With Nagina, Azad heralded the emergence of a new Dalit leader to carry on the legacy of Kanshi Ram. This may mean the end of Mayawati’s story in the state. For over four decades, the BSP has been seen as the voice of Dalits. Mayawati built the party with the support of the Dalit community but was smart to bring Muslims into the party and then, for a brief period, Brahmins in when she formed a rainbow coalition ahead of the 2007 state elections.

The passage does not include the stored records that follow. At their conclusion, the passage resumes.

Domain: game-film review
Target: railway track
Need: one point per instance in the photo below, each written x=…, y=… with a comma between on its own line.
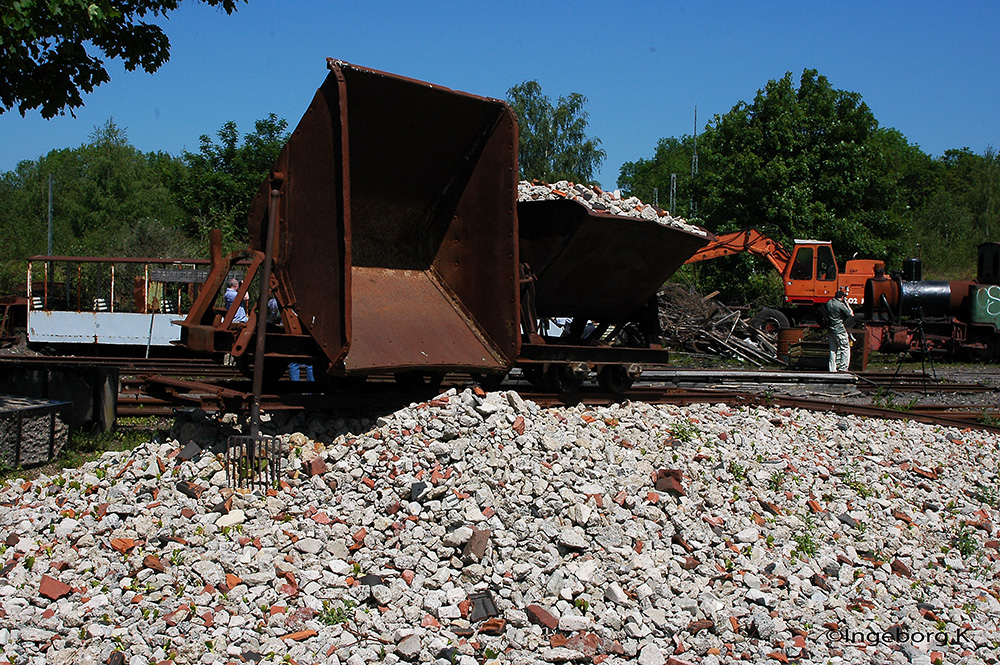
x=157, y=387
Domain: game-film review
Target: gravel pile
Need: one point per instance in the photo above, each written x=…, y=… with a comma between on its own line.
x=483, y=528
x=596, y=199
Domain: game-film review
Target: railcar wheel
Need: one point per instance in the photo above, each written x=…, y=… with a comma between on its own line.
x=562, y=378
x=615, y=379
x=488, y=381
x=416, y=381
x=981, y=349
x=769, y=321
x=534, y=375
x=274, y=370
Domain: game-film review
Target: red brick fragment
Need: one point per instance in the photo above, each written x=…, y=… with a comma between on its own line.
x=122, y=545
x=541, y=616
x=53, y=589
x=696, y=627
x=153, y=562
x=769, y=507
x=670, y=480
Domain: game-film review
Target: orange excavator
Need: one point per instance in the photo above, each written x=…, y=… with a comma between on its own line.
x=809, y=274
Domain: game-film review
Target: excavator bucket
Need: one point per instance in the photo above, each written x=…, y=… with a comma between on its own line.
x=596, y=265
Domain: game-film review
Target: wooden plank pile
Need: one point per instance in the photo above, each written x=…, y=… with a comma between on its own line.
x=699, y=324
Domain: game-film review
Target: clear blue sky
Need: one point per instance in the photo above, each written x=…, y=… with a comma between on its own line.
x=929, y=69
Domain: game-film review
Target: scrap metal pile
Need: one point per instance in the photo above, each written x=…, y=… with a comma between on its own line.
x=699, y=324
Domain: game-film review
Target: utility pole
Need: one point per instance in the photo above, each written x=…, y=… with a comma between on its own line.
x=50, y=216
x=693, y=208
x=673, y=193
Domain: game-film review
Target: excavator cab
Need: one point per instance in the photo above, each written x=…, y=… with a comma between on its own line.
x=811, y=275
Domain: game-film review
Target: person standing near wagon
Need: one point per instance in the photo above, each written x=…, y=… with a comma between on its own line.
x=837, y=312
x=230, y=297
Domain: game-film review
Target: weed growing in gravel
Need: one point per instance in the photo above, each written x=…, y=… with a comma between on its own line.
x=989, y=494
x=684, y=432
x=964, y=541
x=333, y=615
x=989, y=419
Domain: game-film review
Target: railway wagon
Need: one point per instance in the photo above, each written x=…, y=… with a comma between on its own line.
x=391, y=237
x=904, y=313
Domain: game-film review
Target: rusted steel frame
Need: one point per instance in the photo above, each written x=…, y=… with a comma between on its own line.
x=119, y=259
x=265, y=296
x=189, y=385
x=932, y=387
x=203, y=305
x=535, y=353
x=685, y=397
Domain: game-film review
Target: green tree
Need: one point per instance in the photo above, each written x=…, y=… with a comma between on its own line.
x=797, y=162
x=220, y=180
x=109, y=200
x=553, y=143
x=44, y=56
x=961, y=210
x=643, y=177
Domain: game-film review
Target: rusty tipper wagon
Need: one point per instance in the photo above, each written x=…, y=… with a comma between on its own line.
x=390, y=230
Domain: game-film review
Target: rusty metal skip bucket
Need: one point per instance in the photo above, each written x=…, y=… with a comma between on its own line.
x=397, y=229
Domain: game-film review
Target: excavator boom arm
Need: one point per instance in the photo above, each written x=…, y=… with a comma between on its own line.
x=750, y=240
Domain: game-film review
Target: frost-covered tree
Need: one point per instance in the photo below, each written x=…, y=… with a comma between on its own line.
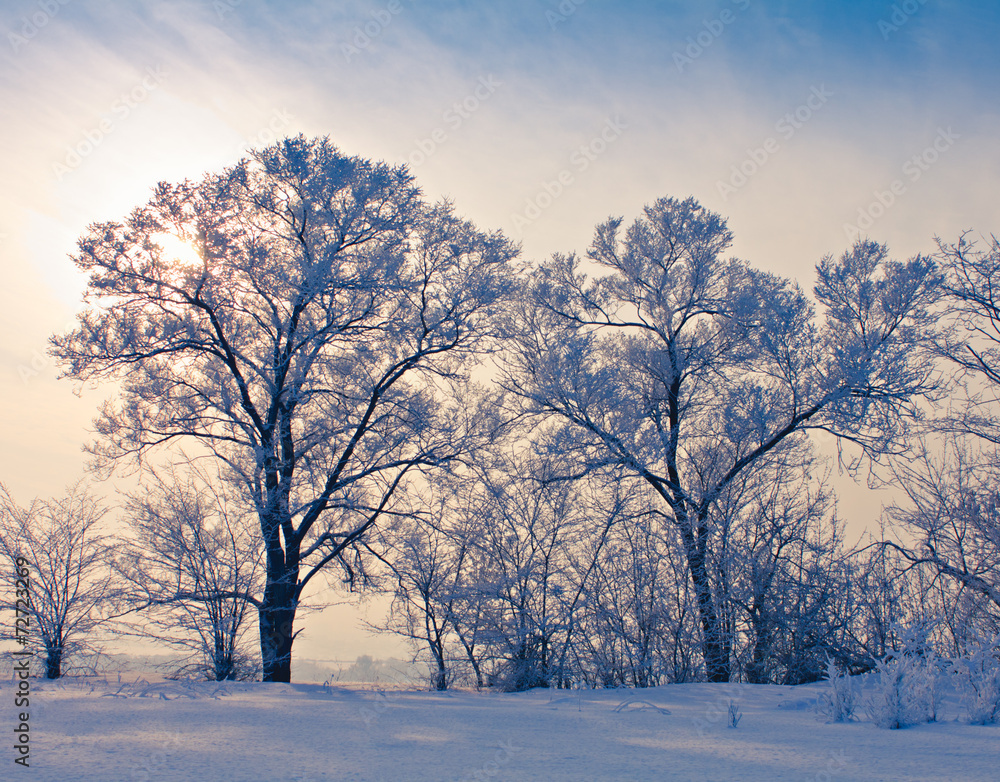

The success of 2007 ignited hopes and ambitions. People started whispering that Mayawati could rise to even greater heights in politics. “My dream is not to become president but to become prime minister,” she had once joked. She spoke prematurely. When her runaway momentum was halted in Uttar Pradesh, first by the Samajwadi Party in 2012 and then by Yogi Adityanath-led BJP for two consecutive terms, the BSP’s fortunes took a dire dip. It was a steep decline, from 206 MPs in 2007 to just 19 in 2017 and one in the state assembly by 2022. And zero MPs in 2024. While Mayawati seeks reasons for her defeat, Azad seems ready for a long break.